The first instruction asked by the appellant contains the proposition, that if the defendants entered upon the land held under said deed, and removed therefrom the buildings, without the plaintiff’s consent, they were trespassers. This is palpably wrong. It leaves out of question who the defendants were, whether members of said society and acting for it, or whether they were strangers, committing a trespass against the society, instead of the plaintiff; in short, it ignores all inquiry whether the society had abandoned or forfeited its possession, and whether the plaintiff had re-entered and was holding the lawful possession when the alleged trespass was committed.

The second instruction asked was embraced in the fourth given.

The remaining instructions asked by the appellant go upon the theory that the moment the society determined to discontinue meeting upon the land in question and to remove the buildings therefrom, the title' to the land reverted to the appellant, and that the subsequent removal of the buildings was a wrong against him.

If the deed were construed as meaning that the society must maintain its meeting-house upon the land described, and that it could not use this land in connection with a meeting-house situated near by it, and it were conceded that upon breach of the condition the title would revert to the plaintiff, still, in order to be entitled to recover, the plaintiff was bound to prove that he had made an actual re-entry upon the land, had recovered, and, as alleged in his complaint, was holding, the possession at the time the acts complained of were done. The evidence shows clearly that the society had maintained continuous and actual possession and was in control at the time of, and by its *20agents itself did, the acts complained of.

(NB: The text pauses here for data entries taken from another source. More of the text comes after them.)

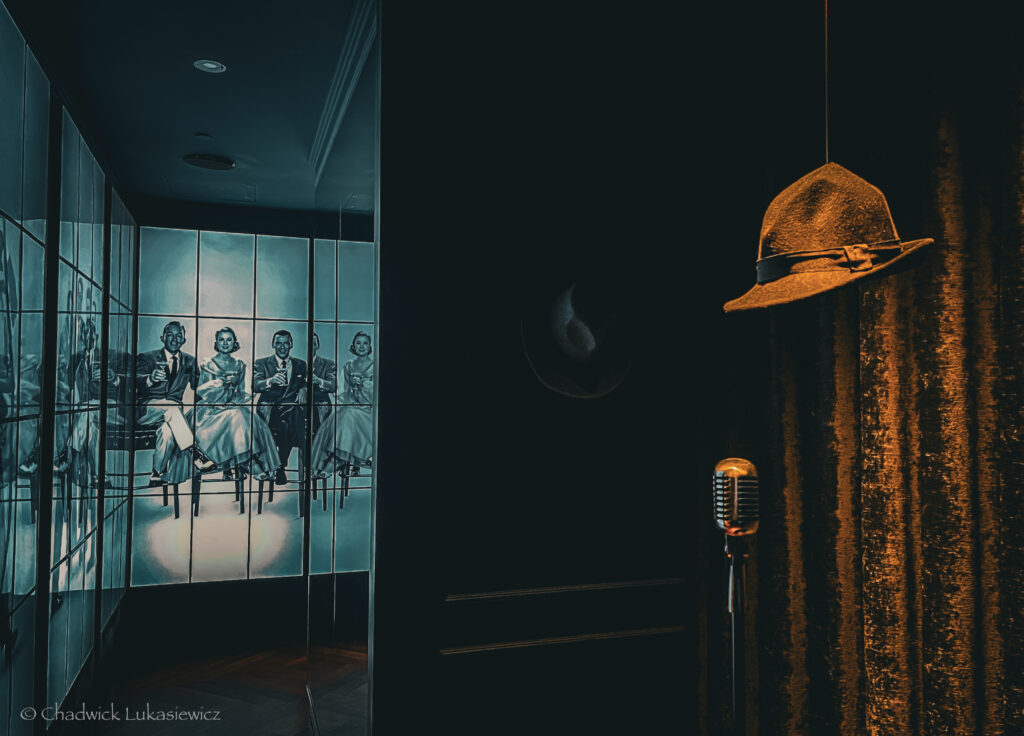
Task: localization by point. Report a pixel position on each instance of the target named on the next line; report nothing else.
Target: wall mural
(230, 419)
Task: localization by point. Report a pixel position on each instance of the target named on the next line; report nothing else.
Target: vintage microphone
(735, 487)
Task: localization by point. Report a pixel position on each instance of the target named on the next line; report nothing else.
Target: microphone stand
(735, 549)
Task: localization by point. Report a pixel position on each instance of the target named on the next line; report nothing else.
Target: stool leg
(34, 494)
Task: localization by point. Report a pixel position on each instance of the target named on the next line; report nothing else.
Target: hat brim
(795, 287)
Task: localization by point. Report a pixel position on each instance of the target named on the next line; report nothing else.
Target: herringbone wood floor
(255, 694)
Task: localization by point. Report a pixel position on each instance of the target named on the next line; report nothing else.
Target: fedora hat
(827, 229)
(574, 338)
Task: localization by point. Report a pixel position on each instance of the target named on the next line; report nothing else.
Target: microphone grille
(736, 496)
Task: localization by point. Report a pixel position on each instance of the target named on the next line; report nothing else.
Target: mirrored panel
(11, 112)
(69, 186)
(37, 111)
(275, 537)
(355, 282)
(226, 274)
(83, 223)
(167, 271)
(282, 274)
(325, 275)
(161, 543)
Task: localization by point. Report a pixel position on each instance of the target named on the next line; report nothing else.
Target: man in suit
(325, 384)
(161, 379)
(281, 382)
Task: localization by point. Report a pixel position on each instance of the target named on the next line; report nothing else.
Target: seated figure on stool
(281, 382)
(345, 441)
(162, 377)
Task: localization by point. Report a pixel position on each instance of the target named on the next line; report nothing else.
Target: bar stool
(177, 508)
(240, 487)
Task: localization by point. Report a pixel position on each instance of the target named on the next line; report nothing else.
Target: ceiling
(296, 109)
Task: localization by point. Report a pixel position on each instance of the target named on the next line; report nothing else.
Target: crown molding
(354, 51)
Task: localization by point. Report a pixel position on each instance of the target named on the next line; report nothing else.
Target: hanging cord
(826, 81)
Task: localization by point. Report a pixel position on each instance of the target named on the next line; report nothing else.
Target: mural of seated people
(162, 377)
(345, 440)
(230, 434)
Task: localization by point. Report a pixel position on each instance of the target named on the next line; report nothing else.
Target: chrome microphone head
(736, 509)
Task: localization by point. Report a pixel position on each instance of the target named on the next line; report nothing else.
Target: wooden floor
(257, 694)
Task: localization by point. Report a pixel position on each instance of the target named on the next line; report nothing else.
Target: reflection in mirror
(23, 666)
(27, 500)
(8, 330)
(32, 339)
(344, 442)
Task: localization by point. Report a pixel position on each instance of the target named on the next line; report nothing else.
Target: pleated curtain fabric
(887, 586)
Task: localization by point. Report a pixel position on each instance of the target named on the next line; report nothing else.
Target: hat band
(845, 258)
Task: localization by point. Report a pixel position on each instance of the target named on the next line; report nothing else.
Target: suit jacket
(171, 390)
(294, 394)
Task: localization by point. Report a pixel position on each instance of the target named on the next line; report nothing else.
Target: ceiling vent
(209, 161)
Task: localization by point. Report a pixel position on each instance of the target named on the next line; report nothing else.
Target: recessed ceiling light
(209, 161)
(208, 65)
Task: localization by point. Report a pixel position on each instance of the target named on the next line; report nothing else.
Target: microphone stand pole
(735, 548)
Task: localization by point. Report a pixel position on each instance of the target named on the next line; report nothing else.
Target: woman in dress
(346, 437)
(226, 428)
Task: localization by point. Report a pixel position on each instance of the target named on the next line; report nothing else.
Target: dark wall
(521, 146)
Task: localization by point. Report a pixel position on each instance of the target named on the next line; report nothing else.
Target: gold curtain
(887, 586)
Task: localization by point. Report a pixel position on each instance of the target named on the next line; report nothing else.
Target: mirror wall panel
(24, 136)
(228, 523)
(73, 539)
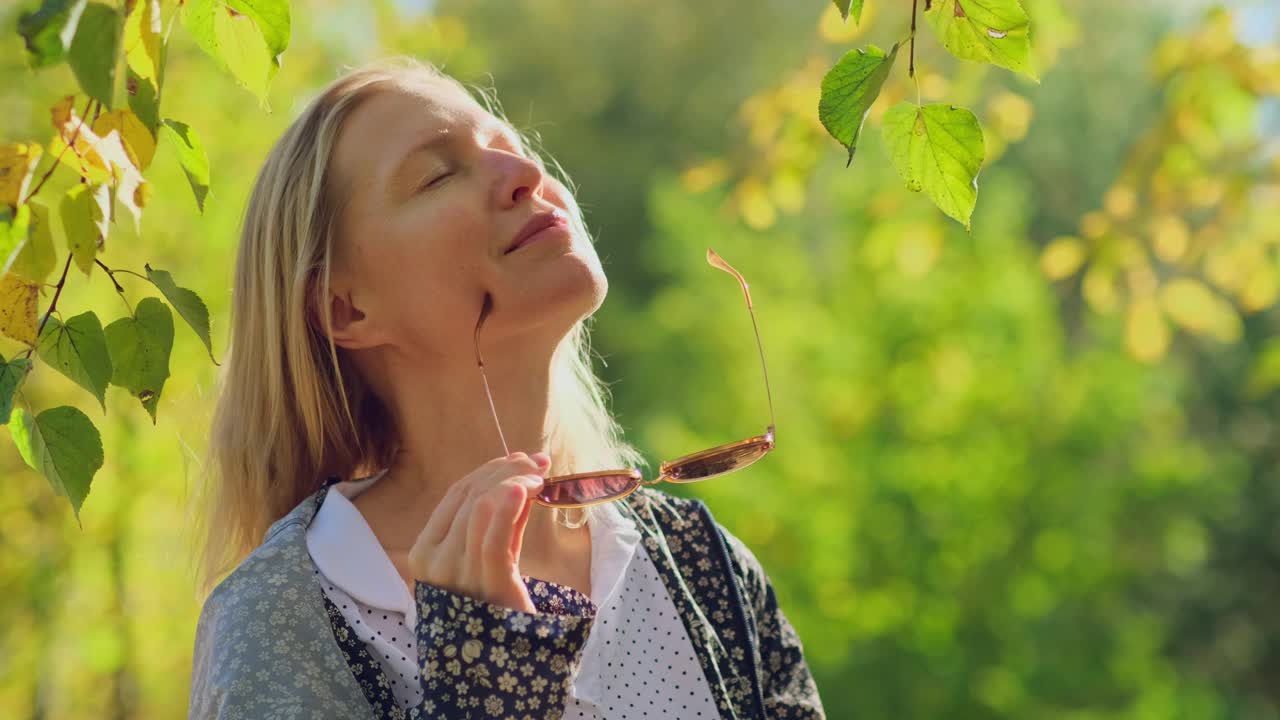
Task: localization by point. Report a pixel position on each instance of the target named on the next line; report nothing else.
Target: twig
(118, 288)
(63, 151)
(110, 274)
(53, 305)
(910, 67)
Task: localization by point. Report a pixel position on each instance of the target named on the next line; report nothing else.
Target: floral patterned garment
(269, 643)
(481, 660)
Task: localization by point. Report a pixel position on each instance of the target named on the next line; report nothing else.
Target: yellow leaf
(137, 139)
(1260, 290)
(1146, 332)
(17, 163)
(918, 249)
(1194, 306)
(1095, 224)
(1098, 288)
(1063, 256)
(73, 144)
(1010, 114)
(142, 40)
(704, 176)
(1169, 237)
(18, 308)
(1120, 201)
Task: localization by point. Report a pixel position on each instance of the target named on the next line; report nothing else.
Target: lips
(534, 226)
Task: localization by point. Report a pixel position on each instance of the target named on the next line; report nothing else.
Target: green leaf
(848, 92)
(14, 228)
(85, 210)
(233, 39)
(36, 258)
(140, 349)
(49, 31)
(78, 350)
(937, 149)
(850, 8)
(191, 155)
(145, 53)
(95, 49)
(62, 445)
(17, 164)
(987, 31)
(186, 302)
(10, 377)
(273, 21)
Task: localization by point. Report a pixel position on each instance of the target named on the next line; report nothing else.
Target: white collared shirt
(638, 660)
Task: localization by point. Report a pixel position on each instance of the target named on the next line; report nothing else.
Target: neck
(447, 431)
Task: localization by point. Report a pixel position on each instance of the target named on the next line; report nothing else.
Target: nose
(520, 176)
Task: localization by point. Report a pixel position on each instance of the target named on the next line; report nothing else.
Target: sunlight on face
(434, 188)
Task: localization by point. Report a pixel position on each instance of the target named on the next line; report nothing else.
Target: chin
(570, 287)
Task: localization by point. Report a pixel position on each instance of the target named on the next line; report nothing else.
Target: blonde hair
(292, 410)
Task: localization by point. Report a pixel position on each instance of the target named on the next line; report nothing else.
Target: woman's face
(435, 190)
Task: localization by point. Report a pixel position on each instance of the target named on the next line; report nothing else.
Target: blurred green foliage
(986, 500)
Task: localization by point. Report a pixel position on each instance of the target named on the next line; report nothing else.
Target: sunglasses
(583, 490)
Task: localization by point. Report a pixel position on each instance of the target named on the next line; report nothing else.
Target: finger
(496, 554)
(467, 491)
(442, 518)
(517, 538)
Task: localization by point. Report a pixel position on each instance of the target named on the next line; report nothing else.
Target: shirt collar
(347, 551)
(348, 554)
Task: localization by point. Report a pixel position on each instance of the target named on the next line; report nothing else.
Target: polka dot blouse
(638, 660)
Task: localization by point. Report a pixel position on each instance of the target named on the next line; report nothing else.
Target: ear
(351, 327)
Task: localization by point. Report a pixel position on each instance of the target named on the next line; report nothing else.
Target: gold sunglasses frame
(668, 470)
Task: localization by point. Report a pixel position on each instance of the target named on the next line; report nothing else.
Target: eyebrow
(440, 140)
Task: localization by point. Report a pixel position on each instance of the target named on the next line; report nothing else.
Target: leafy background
(1027, 470)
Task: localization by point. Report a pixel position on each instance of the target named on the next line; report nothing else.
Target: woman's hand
(471, 542)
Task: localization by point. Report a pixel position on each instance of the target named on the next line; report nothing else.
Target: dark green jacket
(269, 645)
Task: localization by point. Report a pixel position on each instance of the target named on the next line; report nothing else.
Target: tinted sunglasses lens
(580, 491)
(717, 463)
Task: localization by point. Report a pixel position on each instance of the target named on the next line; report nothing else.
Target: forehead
(398, 117)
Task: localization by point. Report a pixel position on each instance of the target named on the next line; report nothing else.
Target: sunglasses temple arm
(763, 368)
(714, 260)
(484, 313)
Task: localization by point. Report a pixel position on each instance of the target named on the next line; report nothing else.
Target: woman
(392, 556)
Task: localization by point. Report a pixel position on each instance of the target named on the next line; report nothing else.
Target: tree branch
(53, 305)
(910, 67)
(59, 159)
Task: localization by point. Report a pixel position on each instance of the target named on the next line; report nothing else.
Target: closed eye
(438, 178)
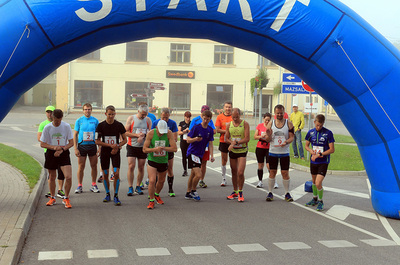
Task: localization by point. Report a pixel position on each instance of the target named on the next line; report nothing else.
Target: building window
(180, 53)
(88, 92)
(136, 51)
(179, 96)
(218, 94)
(223, 54)
(93, 56)
(133, 94)
(262, 61)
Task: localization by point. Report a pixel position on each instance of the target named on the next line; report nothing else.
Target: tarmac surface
(18, 204)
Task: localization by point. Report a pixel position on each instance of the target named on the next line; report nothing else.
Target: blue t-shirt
(320, 139)
(151, 116)
(171, 125)
(86, 128)
(199, 148)
(198, 120)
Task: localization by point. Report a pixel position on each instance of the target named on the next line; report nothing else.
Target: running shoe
(151, 205)
(117, 202)
(67, 203)
(171, 193)
(202, 184)
(240, 197)
(107, 198)
(61, 194)
(138, 190)
(79, 189)
(195, 196)
(288, 198)
(232, 196)
(320, 206)
(100, 180)
(223, 183)
(259, 184)
(51, 202)
(313, 202)
(158, 199)
(270, 197)
(94, 189)
(130, 191)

The fact, if it were a fact, that the plaintiff claimed and asserted ownership or control, or forbade the removal of the buildings before it was done or while being done, did not constitute such re-entry and recovery of possession as to enable him to maintain the action. See Cross v. Carson, 8 Blackf. 138; Leach, v. Leach, 10 Ind. 271; Scott v. Stipe, 12 Ind. 74; Barber v. Barber, 21 Ind. 468 ; Broker v. Scobey, 56 Ind. 588.

We find no error in the record of which the appellant may justly complain. The judgment is therefore affirmed, with costs.